Other saints: Saint Modwen

Birmingham
The memory of St Modwen is strongly established at Burton-on-Trent where she is venerated as a virgin who lived as a hermit on the island-meadow of Andressey on the Trent. Her name is Irish and she seems to have belonged to the group of Irish monks and hermits who worked for the conversion of Anglo-Saxons in the seventh century; Irish women hermits, such as St Dympna, are also known at that period. The medieval parish church at Burton is dedicated to her; she was adopted as patron of the restored Catholic parish when the Catholic Church in Guild Street was built in 1879.
Birmingham Ordo

Other saints: Blessed George Nichols, Richard Yaxley, Thomas Belson, Humphrey Pritchard (-1589)

Birmingham
These four men were executed at Oxford on 5 July 1589. Two were priests: George Nichols, born at Oxford, and Richard Yaxley, born at Boston, Lincolnshire, both ordained at the English College at Rheims. Thomas Belson was a gentleman from Oxfordshire who worked as a layman to support the underground work of the priests in Elizabethan England and had previously been imprisoned and deported; he was 26. All three were arrested at the Catherine Wheel at Oxford, together with Humphrey Pritchard, employed by the widow who owned the public house; she was condemned to perpetual imprisonment. After examination and torture in London, the four were tried and executed at Oxford. Blessed Humphrey Pritchard, the barman, was taunted for his ignorance by some of the university men present at the execution. When he said that he died for being a Catholic, one of them shouted that he was unable to explain what being a Catholic meant. Blessed Humphrey replied: “What I cannot say in words, I will seal with my blood”. They were beatified by Pope John Paul II in 1987.
Birmingham Ordo

About the author of the Second Reading in today's Office of Readings:

Second Reading: St Cyril of Jerusalem (315 - 386)

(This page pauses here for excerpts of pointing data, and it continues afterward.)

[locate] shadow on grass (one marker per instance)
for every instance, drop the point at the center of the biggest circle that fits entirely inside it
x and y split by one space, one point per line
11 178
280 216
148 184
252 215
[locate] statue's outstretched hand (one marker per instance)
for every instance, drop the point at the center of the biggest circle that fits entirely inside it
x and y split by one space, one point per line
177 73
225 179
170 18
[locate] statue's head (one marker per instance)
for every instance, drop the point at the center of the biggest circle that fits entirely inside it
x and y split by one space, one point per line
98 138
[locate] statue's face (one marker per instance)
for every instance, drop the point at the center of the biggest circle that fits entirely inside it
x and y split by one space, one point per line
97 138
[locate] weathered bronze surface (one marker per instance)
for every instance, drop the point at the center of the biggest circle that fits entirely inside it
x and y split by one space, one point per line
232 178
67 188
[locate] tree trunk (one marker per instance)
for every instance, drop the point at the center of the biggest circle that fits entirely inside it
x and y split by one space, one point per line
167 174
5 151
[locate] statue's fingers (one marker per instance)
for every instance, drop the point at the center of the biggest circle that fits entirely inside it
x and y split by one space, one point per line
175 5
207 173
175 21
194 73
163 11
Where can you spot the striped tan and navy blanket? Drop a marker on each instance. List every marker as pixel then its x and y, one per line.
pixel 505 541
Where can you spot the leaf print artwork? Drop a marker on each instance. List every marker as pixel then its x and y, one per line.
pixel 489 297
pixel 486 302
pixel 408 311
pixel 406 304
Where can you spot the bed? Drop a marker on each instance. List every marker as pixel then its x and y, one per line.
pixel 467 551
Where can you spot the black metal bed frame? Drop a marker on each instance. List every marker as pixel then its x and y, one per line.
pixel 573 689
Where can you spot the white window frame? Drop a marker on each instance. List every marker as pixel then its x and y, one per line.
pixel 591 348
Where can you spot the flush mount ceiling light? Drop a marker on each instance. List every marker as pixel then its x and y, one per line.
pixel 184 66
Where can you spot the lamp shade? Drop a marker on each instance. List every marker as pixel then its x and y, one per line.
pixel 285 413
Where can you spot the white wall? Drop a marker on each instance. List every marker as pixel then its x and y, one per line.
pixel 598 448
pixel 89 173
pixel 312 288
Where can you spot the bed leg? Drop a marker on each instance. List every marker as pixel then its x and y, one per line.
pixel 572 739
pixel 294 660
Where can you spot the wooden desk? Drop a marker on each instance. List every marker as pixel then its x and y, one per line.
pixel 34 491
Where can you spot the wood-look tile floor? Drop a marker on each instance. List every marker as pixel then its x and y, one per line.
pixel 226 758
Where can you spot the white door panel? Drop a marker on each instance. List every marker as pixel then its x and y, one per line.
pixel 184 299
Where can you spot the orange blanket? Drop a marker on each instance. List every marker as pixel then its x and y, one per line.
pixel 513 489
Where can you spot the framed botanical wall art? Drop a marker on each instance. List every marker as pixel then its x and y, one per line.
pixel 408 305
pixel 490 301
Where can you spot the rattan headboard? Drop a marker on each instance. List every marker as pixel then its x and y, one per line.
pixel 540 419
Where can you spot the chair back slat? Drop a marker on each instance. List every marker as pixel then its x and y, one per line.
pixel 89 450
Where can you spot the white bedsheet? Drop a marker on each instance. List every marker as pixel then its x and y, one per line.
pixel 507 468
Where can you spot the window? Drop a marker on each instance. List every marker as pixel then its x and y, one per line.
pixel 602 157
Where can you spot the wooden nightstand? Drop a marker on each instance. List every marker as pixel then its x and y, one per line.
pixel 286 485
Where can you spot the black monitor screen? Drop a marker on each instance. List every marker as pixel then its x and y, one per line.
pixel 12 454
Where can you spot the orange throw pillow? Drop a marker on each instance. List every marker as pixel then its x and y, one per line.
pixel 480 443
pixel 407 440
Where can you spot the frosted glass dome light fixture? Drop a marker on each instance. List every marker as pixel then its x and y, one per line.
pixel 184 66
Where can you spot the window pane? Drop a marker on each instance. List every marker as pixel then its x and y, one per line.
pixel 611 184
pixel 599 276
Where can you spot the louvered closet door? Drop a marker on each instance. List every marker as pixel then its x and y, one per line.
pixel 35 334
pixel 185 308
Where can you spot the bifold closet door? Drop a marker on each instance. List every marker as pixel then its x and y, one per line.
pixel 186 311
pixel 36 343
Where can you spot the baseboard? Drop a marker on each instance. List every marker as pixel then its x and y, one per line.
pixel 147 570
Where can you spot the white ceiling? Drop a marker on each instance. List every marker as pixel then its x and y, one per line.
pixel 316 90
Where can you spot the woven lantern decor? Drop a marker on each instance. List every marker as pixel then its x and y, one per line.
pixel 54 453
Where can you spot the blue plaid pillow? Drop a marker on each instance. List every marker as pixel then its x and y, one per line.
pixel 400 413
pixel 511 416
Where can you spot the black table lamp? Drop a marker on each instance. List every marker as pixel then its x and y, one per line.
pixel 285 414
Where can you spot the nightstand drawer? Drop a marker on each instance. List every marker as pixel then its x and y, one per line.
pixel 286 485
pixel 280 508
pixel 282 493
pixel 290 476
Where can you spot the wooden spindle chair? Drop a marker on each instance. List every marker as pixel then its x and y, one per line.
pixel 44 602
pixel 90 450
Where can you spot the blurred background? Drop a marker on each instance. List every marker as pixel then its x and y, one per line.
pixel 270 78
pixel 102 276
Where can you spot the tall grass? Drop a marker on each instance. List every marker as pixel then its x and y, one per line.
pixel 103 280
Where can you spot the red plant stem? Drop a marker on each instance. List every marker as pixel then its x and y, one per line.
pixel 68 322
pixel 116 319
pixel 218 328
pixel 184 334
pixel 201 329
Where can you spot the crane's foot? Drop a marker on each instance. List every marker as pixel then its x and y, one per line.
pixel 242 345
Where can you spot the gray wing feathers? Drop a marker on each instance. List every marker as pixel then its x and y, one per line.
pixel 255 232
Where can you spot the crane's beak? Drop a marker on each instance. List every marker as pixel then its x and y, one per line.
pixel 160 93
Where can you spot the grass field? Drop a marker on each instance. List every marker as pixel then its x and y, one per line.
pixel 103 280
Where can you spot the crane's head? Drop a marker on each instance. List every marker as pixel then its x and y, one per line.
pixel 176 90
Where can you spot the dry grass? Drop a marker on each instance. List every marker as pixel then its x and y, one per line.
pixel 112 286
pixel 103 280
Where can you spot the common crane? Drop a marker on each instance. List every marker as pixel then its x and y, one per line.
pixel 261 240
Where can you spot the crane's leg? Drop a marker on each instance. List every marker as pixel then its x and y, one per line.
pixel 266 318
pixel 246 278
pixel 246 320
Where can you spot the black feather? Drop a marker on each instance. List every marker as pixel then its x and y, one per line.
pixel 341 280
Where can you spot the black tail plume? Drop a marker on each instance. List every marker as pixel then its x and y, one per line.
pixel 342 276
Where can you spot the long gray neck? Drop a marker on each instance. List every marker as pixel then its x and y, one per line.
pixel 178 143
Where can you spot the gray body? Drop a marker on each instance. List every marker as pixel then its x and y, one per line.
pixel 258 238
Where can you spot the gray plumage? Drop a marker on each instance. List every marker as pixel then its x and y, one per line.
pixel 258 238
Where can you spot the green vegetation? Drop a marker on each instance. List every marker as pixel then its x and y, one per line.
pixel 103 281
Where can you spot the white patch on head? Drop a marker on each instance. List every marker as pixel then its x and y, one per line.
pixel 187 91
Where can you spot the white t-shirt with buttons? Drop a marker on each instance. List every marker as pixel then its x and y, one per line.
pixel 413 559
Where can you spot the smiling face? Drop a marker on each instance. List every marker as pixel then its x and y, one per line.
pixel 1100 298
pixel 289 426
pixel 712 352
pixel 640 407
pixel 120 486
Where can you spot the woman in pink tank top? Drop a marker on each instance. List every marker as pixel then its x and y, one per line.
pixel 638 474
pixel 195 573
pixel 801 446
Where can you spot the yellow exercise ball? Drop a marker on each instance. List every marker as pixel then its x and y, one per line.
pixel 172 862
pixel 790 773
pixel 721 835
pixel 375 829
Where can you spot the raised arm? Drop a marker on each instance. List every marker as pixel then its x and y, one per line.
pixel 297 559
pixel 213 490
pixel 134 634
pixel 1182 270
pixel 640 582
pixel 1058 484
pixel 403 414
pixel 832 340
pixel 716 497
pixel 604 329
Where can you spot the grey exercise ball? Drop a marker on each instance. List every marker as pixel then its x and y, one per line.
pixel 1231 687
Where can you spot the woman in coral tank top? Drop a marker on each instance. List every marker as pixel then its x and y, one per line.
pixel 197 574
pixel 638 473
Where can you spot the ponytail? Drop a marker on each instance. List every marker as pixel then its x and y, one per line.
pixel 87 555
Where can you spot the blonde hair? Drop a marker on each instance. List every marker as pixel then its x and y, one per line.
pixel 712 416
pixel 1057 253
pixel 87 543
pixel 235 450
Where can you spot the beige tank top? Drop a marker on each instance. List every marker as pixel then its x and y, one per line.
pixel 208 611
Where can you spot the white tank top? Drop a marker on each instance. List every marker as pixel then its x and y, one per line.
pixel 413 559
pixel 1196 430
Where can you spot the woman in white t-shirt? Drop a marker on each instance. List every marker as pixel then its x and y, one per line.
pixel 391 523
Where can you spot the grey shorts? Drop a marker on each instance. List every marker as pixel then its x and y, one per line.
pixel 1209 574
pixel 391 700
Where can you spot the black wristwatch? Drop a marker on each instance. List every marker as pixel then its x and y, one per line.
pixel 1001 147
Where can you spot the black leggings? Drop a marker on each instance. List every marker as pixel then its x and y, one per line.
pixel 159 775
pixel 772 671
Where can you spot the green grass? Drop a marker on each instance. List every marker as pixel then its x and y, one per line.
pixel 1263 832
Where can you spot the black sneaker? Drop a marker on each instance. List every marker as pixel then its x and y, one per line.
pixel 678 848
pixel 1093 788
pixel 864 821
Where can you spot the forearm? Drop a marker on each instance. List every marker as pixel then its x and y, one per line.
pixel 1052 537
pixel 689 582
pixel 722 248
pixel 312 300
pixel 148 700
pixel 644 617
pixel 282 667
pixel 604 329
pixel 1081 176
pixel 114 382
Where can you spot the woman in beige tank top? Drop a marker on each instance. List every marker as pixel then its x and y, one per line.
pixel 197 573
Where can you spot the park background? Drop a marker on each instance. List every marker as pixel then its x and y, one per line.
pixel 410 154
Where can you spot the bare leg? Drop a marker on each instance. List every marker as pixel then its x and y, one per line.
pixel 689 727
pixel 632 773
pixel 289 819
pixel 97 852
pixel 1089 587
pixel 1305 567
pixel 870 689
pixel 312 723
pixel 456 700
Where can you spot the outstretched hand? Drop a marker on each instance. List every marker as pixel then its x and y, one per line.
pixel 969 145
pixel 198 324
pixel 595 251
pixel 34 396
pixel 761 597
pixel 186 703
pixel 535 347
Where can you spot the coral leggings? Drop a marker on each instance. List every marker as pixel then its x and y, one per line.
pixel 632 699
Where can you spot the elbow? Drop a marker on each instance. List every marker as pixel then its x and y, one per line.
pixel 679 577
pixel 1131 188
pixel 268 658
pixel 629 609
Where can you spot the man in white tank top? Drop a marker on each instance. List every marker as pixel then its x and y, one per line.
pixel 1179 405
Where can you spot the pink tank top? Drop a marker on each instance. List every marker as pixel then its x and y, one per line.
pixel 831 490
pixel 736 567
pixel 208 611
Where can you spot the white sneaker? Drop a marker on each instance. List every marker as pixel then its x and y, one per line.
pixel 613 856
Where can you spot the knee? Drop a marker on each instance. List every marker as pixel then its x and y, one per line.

Cyril was born in 315 of Christian parents and succeeded Maximus as bishop of Jerusalem in 348. He was active in the Arian controversy and was exiled more than once as a result. His pastoral zeal is especially shown in his Catecheses, in which he expounded orthodox doctrine, holy Scripture and the traditions of the faith. They are still read today, and several of the Second Readings of the Office of Readings are taken from them. He died in 386. He is held in high esteem by both the Catholics and the Orthodox, and he was declared a Doctor of the Church by the Pope in 1883.

Liturgical colour: green

The theological virtue of hope is symbolized by the colour green, just as the burning fire of love is symbolized by red. Green is the colour of growing things, and hope, like them, is always new and always fresh. Liturgically, green is the colour of Ordinary Time, the orderly sequence of weeks through the year, a season in which we are being neither single-mindedly penitent (in purple) nor overwhelmingly joyful (in white).

Mid-morning reading (Terce)1 Kings 8:60-61
May all the peoples of the earth come to know that the Lord is God indeed, and that there is no other. May your hearts be wholly with the Lord our God, following his laws and keeping his commandments as at this present day.

Noon reading (Sext)Jeremiah 17:9-10
The heart is more devious than any other thing, perverse too: who can pierce its secrets? I, the Lord, search to the heart, I probe the loins, to give each man what his conduct and his actions deserve.

Afternoon reading (None)Wisdom 7:27,8:1
Although she is alone, Wisdom can accomplish everything. She deploys her strength from one end of the earth to the other, ordering all things for good.